I have to confess, this decision is totally influenced by the fact that I just defended my thesis two days ago and I had the opportunity to interact with students still in their first couple of years of graduate school while attending a conference last weekend. The conversation I had with these students got me thinking about the roller-coaster ride that is graduate school. We all agreed that upon first starting graduate school, the prospect of scientific research was exciting and full of possibilities. Even after we joined a lab and started our own projects, the excitement grew a little because we finally were (somewhat) in charge of our own projects rather than just being another rotating student. Eventually, as we progressed through our second year of graduate school and got deeper into our projects, the shininess of scientific research started to fade and wore off completely once you had completed your coursework and only had your project to worry about. Unless you were incredibly luck and every one of your experiments worked (in which to those of you claiming this to be the case, please send share your good karma with the rest of us!!) you inevitably ran into more brick walls than you can count. If you were like me and my friends, during these times you might come up with alternative career paths. For instance, one day one of my lab colleagues and I thought a better career path might be to open an all-inclusive wedding venue. We even mapped out an entire business plan and just needed to decide on a location when her project started to take off and she decided to stick with science after all. Since my project was still dead in its tracks, I thought perhaps a good career choice would be to train monkeys to serve on the front lines for the military (think about it, who would suspect monkeys to be the enemy?). Fortunately for me, my project finally started to take off right before I made a really bad choice to switch careers to be a monkey trainer and the prospect of scientific research got a little shinier again.
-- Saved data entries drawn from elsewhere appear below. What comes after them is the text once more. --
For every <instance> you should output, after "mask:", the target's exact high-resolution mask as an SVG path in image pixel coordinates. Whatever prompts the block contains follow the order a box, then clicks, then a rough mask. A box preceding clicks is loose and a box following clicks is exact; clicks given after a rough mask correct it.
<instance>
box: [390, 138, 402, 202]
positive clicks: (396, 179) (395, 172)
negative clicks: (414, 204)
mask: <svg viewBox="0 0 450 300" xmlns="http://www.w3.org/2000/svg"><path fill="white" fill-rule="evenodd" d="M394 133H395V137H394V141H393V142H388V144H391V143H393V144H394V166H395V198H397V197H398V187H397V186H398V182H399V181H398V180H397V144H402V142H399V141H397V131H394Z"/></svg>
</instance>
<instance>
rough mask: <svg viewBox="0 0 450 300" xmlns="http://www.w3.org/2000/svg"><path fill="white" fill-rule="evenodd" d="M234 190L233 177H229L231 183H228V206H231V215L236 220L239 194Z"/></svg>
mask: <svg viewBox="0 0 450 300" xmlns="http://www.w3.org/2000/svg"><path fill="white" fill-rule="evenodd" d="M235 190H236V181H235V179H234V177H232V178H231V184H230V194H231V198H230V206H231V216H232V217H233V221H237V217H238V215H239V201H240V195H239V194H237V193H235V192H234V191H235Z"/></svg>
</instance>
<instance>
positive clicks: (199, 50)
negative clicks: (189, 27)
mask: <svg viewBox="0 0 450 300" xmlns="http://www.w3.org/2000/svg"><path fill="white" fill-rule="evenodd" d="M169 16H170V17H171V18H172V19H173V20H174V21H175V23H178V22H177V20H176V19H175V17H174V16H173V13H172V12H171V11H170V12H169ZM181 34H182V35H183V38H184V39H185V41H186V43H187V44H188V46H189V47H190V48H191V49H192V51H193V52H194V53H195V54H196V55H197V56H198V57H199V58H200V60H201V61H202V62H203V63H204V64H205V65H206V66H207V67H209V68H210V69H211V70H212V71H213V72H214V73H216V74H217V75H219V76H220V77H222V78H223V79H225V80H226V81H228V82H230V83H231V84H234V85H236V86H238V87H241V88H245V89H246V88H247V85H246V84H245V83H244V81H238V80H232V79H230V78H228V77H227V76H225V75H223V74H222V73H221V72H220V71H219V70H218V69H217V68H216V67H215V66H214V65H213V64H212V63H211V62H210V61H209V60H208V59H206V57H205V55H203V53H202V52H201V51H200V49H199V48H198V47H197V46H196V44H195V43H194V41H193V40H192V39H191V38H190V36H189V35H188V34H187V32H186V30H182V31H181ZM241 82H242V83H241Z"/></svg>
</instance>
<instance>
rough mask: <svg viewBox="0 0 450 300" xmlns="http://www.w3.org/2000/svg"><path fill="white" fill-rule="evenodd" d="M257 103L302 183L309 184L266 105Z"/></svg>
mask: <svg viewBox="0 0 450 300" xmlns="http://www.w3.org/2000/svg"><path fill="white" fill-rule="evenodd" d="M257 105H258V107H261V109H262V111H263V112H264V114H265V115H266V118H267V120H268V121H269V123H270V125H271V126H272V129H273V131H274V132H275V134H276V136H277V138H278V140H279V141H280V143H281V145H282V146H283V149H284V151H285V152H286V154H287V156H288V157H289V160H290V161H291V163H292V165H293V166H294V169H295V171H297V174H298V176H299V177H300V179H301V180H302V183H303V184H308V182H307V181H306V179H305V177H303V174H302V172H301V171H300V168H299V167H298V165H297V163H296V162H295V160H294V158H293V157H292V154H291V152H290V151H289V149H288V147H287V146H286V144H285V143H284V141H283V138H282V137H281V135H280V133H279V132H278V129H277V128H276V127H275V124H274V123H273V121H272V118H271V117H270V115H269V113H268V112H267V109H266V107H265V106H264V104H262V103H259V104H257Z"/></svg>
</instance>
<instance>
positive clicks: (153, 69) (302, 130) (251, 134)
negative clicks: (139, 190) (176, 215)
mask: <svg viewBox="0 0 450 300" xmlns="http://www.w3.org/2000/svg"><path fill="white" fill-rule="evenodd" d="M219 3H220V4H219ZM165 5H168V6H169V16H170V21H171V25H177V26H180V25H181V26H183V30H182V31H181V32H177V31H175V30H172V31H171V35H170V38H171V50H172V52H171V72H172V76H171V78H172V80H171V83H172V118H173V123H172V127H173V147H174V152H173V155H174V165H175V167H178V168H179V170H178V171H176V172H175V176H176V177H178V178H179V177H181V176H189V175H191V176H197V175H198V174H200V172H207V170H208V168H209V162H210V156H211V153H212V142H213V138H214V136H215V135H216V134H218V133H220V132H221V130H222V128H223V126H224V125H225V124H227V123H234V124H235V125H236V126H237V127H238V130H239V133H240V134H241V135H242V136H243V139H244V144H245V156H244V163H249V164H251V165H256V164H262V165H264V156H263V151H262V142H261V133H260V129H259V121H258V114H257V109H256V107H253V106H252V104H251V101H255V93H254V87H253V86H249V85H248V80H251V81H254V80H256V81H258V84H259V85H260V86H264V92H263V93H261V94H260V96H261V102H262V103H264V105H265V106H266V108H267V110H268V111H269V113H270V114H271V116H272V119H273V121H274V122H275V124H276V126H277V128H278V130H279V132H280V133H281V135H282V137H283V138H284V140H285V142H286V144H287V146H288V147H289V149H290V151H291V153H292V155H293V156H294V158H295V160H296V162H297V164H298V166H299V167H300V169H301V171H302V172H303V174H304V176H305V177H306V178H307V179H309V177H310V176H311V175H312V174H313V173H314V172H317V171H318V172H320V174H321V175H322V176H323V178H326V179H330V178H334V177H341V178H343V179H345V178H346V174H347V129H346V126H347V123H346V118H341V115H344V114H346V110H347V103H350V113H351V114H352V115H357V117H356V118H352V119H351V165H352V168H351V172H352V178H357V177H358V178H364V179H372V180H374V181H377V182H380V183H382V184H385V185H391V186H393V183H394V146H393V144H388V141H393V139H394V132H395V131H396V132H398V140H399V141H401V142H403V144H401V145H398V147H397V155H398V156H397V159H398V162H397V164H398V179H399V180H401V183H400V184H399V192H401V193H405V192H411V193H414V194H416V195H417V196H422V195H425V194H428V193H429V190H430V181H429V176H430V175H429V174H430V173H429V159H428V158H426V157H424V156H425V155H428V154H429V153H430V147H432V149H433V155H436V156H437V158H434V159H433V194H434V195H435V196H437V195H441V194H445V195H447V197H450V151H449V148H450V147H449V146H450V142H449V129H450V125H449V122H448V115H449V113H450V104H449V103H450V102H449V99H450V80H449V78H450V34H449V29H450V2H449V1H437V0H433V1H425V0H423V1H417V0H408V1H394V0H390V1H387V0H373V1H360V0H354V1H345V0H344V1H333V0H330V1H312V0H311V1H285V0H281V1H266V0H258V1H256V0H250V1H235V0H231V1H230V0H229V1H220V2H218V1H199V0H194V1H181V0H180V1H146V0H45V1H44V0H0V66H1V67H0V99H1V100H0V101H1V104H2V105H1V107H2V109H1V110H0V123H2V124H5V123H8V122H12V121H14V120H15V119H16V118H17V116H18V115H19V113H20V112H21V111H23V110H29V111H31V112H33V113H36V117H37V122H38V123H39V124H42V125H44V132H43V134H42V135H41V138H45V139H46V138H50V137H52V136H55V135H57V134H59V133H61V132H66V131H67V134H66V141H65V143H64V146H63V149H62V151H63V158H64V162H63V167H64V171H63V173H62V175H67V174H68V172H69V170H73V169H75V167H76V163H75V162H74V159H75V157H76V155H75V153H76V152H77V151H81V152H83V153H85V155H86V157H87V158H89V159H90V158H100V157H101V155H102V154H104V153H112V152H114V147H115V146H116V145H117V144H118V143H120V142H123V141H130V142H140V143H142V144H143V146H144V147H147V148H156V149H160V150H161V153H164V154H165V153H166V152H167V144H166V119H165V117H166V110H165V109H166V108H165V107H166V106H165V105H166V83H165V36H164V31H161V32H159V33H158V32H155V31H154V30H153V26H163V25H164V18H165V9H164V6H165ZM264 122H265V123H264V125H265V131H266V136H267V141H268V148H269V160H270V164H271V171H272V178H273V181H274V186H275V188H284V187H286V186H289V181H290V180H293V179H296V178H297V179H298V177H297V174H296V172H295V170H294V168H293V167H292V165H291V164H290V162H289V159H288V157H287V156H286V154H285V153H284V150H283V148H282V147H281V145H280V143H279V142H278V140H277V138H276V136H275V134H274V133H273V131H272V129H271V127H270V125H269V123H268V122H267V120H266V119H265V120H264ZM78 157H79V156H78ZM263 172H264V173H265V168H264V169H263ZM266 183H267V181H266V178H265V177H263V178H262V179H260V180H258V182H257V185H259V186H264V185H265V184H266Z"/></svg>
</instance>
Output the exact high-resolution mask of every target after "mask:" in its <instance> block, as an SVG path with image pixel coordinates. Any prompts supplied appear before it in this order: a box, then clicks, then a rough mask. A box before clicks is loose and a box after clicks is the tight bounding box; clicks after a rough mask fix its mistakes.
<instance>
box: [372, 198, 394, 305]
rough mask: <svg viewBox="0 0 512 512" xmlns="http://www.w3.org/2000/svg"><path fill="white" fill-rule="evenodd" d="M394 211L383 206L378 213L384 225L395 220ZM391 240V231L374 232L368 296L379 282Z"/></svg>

Point is I think for most of us as we build careers in scientific research, our feelings towards science are cyclic. There will be times when things in the lab are going well making scientific research exciting again or we were just inspired and pumped up about research after having just attended an amazing conference. Unfortunately, those periods are followed by bouts of dimness because we seem to run into brick wall after brick wall in our experiments and we begin to question why we ever decided to pursue this career path over becoming a monkey trainer. I can’t comment on life past graduate school just yet, but I do know that once you do get to the end of your graduate career no matter how far off it may seem, there may be a moment when you feel a sense of accomplishment to see all of your data wrapped neatly into a thesis, wondering where did the time go, excitement to be done and moving on, fearful to be done and moving on, and sadness to be leaving your lab members behind. I definitely had my doubts along the way, but I am glad I decided to stick with graduate school and science. Those three letters behind my name have opened a world of opportunities and I’m excited to see what adventure they will take me on next. But mostly, I’m relieved that I will no longer have to find a way to answer the question from my family and friends, “When are you going to finally graduate?”